In this new history of the New England Baptists, Jacob E. Hicks teases out the social and political contexts that transformed “rustic” young men like John Leland not only into volunteers for Christ—as wide-roving preachers in the mold of George Whitefield—but also into influential opinion leaders, media entrepreneurs, networkers, and lobbyists in the contentious First Party era of the Early Republic.

Baptist leaders like Isaac Backus, Noah Alden, Samuel Stillman, John Leland, Jonathan Going, and Luther Rice exploited their church-based ministerial training in public speaking, conflict resolution, and intra-denominational networking to become political organizers. With significant gains in the formation of the Warren Association (1767), the Backus-led Grievance Committee (1769), and Leland’s formative experience in the campaign to disestablish Virginia (1780s), the Baptists allied themselves with the rising Democratic-Republican Party, touching off a coalition of anti-Federalist politics and evangelical religion that, while not directly disestablishing Massachusetts, would bear significant fruit in the Religious Freedom Act of 1811.
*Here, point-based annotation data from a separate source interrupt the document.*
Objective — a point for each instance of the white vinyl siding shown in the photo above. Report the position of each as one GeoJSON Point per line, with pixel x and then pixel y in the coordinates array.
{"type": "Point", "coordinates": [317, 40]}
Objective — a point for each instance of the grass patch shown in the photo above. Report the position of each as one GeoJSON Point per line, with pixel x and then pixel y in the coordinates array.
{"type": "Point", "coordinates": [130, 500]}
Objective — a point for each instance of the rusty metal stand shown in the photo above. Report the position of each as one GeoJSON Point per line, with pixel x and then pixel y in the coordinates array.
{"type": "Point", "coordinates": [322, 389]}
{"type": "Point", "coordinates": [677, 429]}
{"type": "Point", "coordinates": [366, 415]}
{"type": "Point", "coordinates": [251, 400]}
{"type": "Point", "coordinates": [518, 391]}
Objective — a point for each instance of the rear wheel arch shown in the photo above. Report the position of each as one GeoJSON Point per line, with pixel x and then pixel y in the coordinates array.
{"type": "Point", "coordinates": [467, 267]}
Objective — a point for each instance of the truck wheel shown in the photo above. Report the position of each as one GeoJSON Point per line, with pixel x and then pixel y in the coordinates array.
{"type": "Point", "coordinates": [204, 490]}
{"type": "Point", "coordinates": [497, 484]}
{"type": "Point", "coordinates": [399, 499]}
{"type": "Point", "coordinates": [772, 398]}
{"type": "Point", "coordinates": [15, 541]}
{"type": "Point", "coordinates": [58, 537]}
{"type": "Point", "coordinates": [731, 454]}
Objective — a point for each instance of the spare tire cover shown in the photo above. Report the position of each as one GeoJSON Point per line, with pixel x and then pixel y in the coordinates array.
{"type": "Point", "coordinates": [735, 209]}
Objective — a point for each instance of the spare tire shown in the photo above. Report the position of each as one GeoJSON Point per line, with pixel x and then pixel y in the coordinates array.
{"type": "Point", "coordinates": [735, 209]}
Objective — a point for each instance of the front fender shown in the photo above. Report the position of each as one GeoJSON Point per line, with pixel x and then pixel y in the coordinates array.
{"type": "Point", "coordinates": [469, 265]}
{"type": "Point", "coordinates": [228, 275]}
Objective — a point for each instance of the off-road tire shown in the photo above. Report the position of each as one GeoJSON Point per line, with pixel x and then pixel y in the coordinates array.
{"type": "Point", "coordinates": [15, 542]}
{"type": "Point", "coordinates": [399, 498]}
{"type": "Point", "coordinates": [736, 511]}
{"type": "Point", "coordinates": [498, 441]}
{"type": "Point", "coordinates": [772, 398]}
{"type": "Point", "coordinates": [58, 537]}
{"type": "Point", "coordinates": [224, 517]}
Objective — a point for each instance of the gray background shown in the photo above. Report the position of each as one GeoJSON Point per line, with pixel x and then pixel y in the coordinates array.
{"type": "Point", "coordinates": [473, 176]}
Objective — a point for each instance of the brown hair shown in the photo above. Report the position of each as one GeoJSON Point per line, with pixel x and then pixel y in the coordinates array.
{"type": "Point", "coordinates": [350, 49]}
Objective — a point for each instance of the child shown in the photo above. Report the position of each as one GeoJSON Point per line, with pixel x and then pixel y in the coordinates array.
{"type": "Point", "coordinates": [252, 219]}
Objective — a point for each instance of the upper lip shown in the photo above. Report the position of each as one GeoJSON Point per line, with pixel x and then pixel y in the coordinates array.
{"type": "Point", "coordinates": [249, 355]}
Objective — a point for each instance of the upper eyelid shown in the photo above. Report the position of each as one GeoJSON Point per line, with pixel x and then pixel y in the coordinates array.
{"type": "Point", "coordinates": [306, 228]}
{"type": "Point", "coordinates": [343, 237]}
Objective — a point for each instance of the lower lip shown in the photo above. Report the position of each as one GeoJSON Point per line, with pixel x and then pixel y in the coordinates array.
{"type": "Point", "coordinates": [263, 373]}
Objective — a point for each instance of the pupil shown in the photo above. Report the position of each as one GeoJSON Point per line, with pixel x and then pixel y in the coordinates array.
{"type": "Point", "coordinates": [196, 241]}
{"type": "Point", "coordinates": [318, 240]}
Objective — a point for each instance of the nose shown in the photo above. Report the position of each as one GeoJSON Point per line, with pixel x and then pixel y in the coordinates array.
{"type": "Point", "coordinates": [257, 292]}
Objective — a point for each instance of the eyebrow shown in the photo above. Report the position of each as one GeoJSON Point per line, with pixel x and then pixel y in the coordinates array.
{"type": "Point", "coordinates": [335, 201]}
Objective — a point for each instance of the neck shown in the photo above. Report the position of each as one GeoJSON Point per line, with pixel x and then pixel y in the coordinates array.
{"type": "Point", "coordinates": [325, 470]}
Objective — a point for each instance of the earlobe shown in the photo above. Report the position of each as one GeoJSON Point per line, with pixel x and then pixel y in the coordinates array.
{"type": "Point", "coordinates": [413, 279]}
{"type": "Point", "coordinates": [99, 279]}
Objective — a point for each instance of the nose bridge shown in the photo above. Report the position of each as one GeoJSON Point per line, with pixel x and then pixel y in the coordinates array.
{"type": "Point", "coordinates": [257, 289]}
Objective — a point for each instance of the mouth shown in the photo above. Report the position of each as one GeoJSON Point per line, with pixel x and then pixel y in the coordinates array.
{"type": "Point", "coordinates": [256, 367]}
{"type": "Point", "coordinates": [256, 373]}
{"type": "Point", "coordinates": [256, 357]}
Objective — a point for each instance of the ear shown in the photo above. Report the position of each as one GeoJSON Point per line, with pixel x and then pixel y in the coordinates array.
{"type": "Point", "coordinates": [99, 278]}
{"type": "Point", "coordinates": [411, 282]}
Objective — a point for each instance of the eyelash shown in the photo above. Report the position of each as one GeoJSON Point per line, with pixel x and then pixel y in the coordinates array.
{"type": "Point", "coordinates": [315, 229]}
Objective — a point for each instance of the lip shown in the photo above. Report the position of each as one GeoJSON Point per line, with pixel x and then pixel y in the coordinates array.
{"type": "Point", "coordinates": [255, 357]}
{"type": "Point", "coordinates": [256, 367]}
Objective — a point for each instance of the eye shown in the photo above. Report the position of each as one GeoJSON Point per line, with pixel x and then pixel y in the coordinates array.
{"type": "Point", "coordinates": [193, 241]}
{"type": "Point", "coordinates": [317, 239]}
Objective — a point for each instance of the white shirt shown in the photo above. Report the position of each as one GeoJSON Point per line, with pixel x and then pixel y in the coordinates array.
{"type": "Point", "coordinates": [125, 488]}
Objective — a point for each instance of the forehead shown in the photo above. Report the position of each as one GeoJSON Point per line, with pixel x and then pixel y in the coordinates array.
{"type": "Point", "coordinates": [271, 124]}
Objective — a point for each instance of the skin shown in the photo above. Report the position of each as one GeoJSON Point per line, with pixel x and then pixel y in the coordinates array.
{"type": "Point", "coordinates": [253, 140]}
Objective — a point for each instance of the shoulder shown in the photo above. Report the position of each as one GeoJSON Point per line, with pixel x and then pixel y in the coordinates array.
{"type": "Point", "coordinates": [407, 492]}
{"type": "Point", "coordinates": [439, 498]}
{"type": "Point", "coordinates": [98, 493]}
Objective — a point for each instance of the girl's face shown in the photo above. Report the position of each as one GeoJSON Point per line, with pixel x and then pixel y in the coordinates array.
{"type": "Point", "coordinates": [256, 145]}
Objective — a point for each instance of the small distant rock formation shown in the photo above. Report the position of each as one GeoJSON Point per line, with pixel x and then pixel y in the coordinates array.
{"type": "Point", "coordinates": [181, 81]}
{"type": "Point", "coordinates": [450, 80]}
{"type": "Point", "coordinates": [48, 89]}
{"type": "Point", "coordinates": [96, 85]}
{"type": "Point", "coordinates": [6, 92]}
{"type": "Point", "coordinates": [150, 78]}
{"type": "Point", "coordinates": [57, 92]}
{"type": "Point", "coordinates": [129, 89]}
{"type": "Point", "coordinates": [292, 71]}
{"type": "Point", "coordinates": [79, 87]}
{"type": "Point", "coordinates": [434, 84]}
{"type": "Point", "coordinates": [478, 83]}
To Contest with All the Powers of Darkness brings a unique movement into focus that had at its inception the communal values and ministry preparation practices of a loose network of New England Baptist churches. This movement drove a significant first wedge in the church-state fusion of the Early Republic and, simultaneously, left memorable lessons in successful collective action for a New England Baptist community on the verge of an institutional explosion on the western frontier.


JACOB E. HICKS is assistant professor of religion at Grand Canyon University. He has written book reviews for a variety of publications, including Church History, Nova Religion, and Religious Studies Review.